"""
Example of running a Unity3D client instance against an RLlib Policy server.
Unity3D clients can be run in distributed fashion on n nodes in the cloud
and all connect to the same RLlib server for faster sample collection.
For a locally running Unity3D example, see:
`examples/unity3d_env_local.py`

To run this script on possibly different machines
against a central Policy server:
1) Install Unity3D and `pip install mlagents`.

2) Compile a Unity3D example game with MLAgents support (e.g. 3DBall or any
   other one that you created yourself) and place the compiled binary
   somewhere, where your RLlib client script (see below) can access it.
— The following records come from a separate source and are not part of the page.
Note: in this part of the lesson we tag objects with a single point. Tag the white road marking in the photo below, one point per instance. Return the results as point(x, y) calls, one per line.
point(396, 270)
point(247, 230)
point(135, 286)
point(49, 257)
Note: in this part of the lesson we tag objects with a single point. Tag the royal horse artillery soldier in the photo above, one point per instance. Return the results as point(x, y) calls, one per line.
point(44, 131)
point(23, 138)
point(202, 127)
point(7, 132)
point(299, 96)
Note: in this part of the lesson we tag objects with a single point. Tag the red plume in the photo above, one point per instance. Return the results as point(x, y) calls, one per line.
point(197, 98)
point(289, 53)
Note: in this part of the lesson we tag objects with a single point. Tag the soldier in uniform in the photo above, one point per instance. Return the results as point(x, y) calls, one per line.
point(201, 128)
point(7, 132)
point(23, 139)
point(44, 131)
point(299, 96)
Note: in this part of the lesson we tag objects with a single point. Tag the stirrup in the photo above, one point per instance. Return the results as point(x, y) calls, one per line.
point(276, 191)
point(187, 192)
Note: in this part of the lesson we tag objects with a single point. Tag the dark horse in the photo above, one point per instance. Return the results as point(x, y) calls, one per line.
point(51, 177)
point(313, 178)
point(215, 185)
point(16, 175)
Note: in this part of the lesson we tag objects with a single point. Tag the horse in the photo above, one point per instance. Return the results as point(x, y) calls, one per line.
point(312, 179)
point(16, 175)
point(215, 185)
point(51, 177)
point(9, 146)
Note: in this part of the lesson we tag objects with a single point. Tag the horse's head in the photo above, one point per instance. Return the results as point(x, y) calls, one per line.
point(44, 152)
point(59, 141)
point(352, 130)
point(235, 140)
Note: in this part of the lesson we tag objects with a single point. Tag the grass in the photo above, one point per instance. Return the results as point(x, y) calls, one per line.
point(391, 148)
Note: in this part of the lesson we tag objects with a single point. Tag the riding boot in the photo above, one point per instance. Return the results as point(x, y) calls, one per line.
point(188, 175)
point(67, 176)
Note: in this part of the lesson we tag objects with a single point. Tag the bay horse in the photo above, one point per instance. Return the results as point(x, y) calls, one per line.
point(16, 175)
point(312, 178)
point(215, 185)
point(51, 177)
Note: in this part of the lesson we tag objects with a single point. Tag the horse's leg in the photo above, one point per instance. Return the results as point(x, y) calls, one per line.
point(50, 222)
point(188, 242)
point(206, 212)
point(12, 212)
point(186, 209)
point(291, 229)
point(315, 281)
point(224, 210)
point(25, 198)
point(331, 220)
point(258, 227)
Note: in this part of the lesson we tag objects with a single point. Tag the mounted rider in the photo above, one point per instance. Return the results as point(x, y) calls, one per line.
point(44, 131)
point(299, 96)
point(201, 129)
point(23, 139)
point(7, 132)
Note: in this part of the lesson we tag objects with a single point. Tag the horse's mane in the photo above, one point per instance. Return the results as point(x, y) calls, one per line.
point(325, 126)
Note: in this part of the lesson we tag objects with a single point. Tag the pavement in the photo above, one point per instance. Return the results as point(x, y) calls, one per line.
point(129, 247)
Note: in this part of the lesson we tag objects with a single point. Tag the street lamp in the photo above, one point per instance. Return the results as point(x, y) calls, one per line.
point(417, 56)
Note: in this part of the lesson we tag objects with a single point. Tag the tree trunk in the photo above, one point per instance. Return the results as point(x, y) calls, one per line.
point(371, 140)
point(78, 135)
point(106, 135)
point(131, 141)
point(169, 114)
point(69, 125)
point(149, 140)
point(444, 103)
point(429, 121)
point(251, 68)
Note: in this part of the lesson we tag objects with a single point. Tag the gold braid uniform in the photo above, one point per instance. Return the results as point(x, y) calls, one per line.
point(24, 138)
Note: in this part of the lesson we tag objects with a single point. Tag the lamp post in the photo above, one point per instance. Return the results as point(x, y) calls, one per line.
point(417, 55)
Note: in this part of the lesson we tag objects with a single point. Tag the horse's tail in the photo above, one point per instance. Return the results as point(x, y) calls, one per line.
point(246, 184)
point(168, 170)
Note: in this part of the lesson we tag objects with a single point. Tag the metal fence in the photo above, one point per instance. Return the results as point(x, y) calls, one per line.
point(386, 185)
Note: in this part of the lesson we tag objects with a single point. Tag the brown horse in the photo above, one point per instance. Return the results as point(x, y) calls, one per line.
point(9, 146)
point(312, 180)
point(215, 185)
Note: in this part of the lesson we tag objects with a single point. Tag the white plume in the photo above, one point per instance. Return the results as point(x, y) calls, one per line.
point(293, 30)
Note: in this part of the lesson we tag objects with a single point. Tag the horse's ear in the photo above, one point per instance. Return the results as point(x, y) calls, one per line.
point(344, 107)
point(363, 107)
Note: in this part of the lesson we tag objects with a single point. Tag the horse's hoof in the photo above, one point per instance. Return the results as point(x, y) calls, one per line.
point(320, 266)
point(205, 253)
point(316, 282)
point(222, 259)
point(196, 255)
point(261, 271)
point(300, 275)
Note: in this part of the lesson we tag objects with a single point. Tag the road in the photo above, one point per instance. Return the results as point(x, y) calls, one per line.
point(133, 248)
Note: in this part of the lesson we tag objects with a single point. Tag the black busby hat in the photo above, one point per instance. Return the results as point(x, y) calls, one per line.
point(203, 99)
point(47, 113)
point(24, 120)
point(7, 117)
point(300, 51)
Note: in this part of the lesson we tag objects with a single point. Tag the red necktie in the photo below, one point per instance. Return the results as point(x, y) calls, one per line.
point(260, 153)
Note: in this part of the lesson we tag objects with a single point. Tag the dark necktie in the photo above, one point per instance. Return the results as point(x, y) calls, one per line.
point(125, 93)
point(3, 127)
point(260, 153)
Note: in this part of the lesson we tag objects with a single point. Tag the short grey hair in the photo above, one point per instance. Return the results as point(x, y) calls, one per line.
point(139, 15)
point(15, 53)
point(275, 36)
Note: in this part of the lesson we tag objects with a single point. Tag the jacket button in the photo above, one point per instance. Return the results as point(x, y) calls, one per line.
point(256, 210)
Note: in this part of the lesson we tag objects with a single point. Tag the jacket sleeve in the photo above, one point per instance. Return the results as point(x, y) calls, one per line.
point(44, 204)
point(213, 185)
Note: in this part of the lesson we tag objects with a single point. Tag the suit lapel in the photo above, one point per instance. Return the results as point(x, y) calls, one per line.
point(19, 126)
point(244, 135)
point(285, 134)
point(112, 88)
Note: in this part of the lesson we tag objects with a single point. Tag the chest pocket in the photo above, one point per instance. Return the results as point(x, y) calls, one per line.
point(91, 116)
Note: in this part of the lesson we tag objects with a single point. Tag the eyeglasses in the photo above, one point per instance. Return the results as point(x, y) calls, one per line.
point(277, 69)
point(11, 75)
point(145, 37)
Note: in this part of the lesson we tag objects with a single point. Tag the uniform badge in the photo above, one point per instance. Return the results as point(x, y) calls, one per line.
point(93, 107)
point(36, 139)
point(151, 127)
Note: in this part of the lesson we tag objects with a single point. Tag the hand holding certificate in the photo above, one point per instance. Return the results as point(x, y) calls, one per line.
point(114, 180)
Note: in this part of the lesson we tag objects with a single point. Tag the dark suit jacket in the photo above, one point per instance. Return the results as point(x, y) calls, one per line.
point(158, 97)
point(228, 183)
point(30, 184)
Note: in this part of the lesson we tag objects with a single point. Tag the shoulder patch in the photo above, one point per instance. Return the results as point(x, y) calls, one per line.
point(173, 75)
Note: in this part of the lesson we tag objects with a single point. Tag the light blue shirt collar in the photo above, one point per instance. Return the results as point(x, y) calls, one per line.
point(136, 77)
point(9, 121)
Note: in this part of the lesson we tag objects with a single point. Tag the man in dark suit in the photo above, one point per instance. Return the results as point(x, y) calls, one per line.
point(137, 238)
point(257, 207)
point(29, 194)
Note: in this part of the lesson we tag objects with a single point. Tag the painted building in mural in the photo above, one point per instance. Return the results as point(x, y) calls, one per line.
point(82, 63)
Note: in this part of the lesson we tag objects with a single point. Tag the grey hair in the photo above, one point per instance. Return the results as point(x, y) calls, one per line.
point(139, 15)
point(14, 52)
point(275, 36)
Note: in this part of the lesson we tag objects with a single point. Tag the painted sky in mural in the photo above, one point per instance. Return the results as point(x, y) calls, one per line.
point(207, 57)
2.1) To find Unity3D MLAgent examples, first `pip install mlagents`,
     then check out the `.../ml-agents/Project/Assets/ML-Agents/Examples/`
     folder.

3) Change your RLlib Policy server code so it knows the observation- and
   action Spaces, the different Policies (called "behaviors" in Unity3D
   MLAgents), and Agent-to-Policy mappings for your particular game.
   Alternatively, use one of the two already existing setups (3DBall or
   SoccerStrikersVsGoalie).

4) Then run (two separate shells/machines):
$ python unity3d_server.py --env 3DBall
$ python unity3d_client.py --inference-mode=local --game [path to game binary]
"""

import argparse

from src.rllib.env.policy_client import PolicyClient
from src.rllib.env.wrappers.unity3d_env import Unity3DEnv

SERVER_ADDRESS = "localhost"
SERVER_PORT = 9900

parser = argparse.ArgumentParser()
parser.add_argument(
    "--game",
    type=str,
    default=None,
    help="The game executable to run as RL env. If not provided, uses local "
    "Unity3D editor instance.")
parser.add_argument(
    "--horizon",
    type=int,
    default=200,
    help="The max. number of `step()`s for any episode (per agent) before "
    "it'll be reset again automatically.")
parser.add_argument(
    "--server",
    type=str,
    default=SERVER_ADDRESS + ":" + str(SERVER_PORT),
    help="The Policy server's address and port to connect to from this client."
)
parser.add_argument(
    "--no-train",
    action="store_true",
    help="Whether to disable training (on the server side).")
parser.add_argument(
    "--inference-mode",
    type=str,
    default="local",
    choices=["local", "remote"],
    help="Whether to compute actions `local`ly or `remote`ly. Note that "
    "`local` is much faster b/c observations/actions do not have to be "
    "sent via the network.")
parser.add_argument(
    "--update-interval-local-mode",
    type=float,
    default=10.0,
    help="For `inference-mode=local`, every how many seconds do we update "
    "learnt policy weights from the server?")
parser.add_argument(
    "--stop-reward",
    type=int,
    default=9999,
    help="Stop once the specified reward is reached.")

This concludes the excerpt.